On then to Folkestone for more gulls, another 1st winter Glaucous and no less than 6 Mediterranean Gulls, 3 adults, 2 2nd winters and a 1st winter seen along with Black-headed and Common Gulls.
The next day at Tring I twitched a Shag, to get it on my Hertfordshire list (sad or what?)

4th – 5th February 1984:

undefinedWells car park in Norfolk. There had been a small group of Parrot Crossbills that bred there that year (see note bottom right of the page about 4 young being bred). Also note how small my list was! Three ticks on these pages, Parrot Crossbill, Barnacle Goose (which was probably dodgy in hindsight) and Pink-footed Goose. This really illustrates how little birding I had done away from my landlocked local patch in Hertfordshire at that time. This trip was made in the company of Tony Clark who was delighted at finally getting me into twitching, he had no wheels of his own!

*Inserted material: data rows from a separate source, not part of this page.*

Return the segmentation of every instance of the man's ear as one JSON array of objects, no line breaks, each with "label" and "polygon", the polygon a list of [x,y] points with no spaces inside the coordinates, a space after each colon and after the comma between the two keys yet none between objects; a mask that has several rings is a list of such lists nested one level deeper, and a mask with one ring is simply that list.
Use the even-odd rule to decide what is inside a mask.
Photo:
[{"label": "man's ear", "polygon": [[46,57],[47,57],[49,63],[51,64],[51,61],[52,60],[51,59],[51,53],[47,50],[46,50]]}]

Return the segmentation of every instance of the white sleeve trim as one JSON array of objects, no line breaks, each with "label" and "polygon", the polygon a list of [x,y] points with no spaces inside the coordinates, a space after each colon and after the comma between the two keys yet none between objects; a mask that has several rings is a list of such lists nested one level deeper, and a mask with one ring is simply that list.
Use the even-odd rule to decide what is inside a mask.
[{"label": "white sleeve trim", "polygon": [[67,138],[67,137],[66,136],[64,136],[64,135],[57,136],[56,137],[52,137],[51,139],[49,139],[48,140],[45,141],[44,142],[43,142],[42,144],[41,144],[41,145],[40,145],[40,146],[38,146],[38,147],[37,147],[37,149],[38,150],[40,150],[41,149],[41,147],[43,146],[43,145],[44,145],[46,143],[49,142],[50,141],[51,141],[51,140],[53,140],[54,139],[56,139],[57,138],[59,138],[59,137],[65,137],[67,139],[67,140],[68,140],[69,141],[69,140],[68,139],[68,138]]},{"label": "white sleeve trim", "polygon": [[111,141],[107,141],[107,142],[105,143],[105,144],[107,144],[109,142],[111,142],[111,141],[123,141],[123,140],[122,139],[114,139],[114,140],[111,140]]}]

Two more ticks on this page, oh how it was fun birding in those days, everything was a tick! The Red-breasted Goose was great, a really exotic bird in amongst the rather drab Brent Geese, of course these are now split, and the species we saw that day was Dark-bellied Brent Goose. The Snow Goose was another that could be a bit iffy. But at the time everyone treated it as wild, it was partially white and partially in the blue phase.
After ticking off the Snow Goose I got carried away and tried ticking the Lesser canada Goose that was also there, as you can see I saw sense at a later date and changed it.
undefinedOn the way back to Herts. we stopped at Welney and enjoyed the wintering Swans there.
Although, these swans were not a tick, I think this was the first time I realised that the bill was important for telling them apart when size was not useful, for example on a lone bird.